Open Enrollment Marketing Crash Course – Tip #2 – How to Create Messaging That Sticks

Bob Armour Benefits Communication, Open Enrollment Communication Tips

messaging

OK, so this probably isn’t your first open enrollment rodeo. And you know the ins and outs of the open enrollment process like the back of your hand.

But do you take the time to craft a compelling message that motivates your employees each and every year to act and engage when it comes to choosing their benefits?

If so, you can stop reading here and move to our next tip. If not, this tip is for you.

Out with the Same Old…and In with New, Compelling Messaging

It’s very easy to let your expertise and years of experience lull you to sleep when it comes to creating new and motivating messaging, and it’s even easier to just go back to what’s been used in the past. After all, employees all know the drill and they’re jazzed up to pick their benefits every year, right?

Yeah right. If only it were that easy.

Just because open enrollment is required, don’t fall into the trap of assuming that everyone will pay attention and all you have to do is publish (and re-publish) the deadline. And just like every advertising campaign’s message needs to be refreshed/reworked/stopped after it has run its course, your open enrollment campaign messaging should be refreshed to be relevant and action-driving every year.

Your campaign message will not only help keep open enrollment top of mind and fresh with your colleagues, it will also serve as your rallying cry throughout your benefits communication cycle. It will be part of (or closely connected with) every message that you deliver. So don’t be boring by going with the same old messaging that your employees will likely tune out. Be bold and get noticed!

Mimic Great Advertising Campaigns

But don’t fool yourself: creating a campaign message IS NOT EASY. Your challenge is to create a campaign message for open enrollment that has the characteristics of great advertising campaigns; namely, they

  • are memorable and simple
  • are personally relevant
  • show how the marketed item or service makes a person happier, safer, more fulfilled or wealthier and
  • drive action

Geico has a great and enduring campaign message: “15 minutes can save you 15% or more on your car insurance.” It’s simple, memorable and direct. It’s relevant to me as a car owner. It’s easy to figure out how Geico can improve my financial situation and for a commitment of only 15 minutes of time. Geico pounds this message over and over, and it drives millions of people to contact them.

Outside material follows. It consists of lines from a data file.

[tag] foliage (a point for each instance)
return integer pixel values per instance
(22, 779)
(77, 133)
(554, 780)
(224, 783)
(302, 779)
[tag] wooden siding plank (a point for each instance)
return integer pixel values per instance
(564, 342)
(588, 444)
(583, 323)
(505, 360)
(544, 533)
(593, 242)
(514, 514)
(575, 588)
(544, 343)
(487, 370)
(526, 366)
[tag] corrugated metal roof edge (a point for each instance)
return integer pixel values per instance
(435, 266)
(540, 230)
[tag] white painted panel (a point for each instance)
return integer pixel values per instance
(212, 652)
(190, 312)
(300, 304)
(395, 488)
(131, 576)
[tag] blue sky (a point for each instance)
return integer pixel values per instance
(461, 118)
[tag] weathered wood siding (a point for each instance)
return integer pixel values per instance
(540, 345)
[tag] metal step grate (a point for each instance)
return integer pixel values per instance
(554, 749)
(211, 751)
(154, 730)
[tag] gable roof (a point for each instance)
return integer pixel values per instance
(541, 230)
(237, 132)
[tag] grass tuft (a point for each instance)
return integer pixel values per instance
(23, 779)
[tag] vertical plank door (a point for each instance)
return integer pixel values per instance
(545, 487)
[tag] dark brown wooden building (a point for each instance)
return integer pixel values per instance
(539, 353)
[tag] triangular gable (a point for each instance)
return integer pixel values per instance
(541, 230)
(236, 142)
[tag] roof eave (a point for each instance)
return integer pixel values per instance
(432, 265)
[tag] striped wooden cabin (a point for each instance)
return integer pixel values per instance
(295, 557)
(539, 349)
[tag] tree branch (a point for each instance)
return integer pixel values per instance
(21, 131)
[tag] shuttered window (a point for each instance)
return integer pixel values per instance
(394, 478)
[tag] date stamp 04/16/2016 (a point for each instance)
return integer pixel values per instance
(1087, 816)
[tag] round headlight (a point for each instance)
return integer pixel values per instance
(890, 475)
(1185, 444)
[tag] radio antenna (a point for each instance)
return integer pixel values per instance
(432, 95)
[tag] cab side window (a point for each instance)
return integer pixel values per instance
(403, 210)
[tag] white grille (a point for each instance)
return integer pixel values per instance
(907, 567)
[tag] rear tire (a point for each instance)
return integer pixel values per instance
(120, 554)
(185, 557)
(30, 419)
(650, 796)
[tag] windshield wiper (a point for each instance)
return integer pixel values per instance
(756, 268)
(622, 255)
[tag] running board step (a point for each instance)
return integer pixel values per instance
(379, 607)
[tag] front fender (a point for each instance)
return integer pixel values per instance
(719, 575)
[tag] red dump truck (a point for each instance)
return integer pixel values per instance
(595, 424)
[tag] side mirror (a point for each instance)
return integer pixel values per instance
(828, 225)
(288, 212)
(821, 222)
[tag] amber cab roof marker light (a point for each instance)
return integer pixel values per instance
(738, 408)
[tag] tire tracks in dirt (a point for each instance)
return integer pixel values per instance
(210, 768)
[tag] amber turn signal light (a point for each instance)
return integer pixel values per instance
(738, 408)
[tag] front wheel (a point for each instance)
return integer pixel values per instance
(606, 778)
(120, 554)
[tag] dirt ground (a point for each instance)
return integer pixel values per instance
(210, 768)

Conversely, a good campaign message for open enrollment is NOT “Open Enrollment is here again. Sign up for your benefits. Hurry, the deadline is in four weeks.” Why not? It’s not memorable, it’s not simple (the average employee probably doesn’t know what ‘open enrollment’ is), it’s not relevant to any one person or group of people, it doesn’t explain why someone should care (‘benefits’ is too generic, and not something that people are jumping up and down to sign up for), and the call to action is weak. The only thing that’s good about it is the deadline urgency messaging, but even that’s not specific enough.

So, how can you develop a campaign message that rocks for your benefits communication during open enrollment? Here are some tips:

1. Start with a good motivator – Philosophers tell us that people have two motivators: fear and love. Well, marketers motivate people in two similar ways as well:

  • Fear of missing out (or of making a poor choice) and
  • Opportunity for gain.

(Incidentally, I prefer to focus on the opportunity for gain, but that’s just me). Your open enrollment campaign and call to action should focus on one of these two motivators.

2. Shift the focus from the standard, regular messaging such as “choosing your benefits” – a task that’s riddled with feelings of boredom, brain pain and tedium – to something that’s more outcome/upside related. A tried and true method is to focus on savings, just like Geico does. After all, who doesn’t like savings or making more money?!

So perhaps a message like “See if you can reduce your health care expenses by up to $XXXX? Act now” or “Increase your take-home pay by up to $XXXX. See how.”

3. Play up any changes that you may be making to your plans by leading with your primary motivator, rather than leading with the change itself. For example, maybe you’re introducing a new HSA. Some benefits communicators might lead with: “NEW Health Savings Account. See how you can put away money pre-tax to pay for expenses later in the year.” The statement itself is true, and some (small number of) people will understand what it means. But it’s not very inspiring, motivational or tangible. A message like “Want to lower your tax bill by up to $XXXX? Check out our brand new program now” is more focused and universally appealing.

If you’re looking for some message inspiration, check out the following links: 10 Greatest Marketing Campaigns of All Time and What Is the Best Advertising Campaign of All Time?

And here’s the first ever ‘Just Do It’ ad from Nike, from 1988 for even more inspiration:

 

Bottom Line: Stand out with your benefits communication campaign and be bold – every year. Follow the lead of great advertisers, be direct and show how your program has the potential to make your employees happier, wealthier or safer.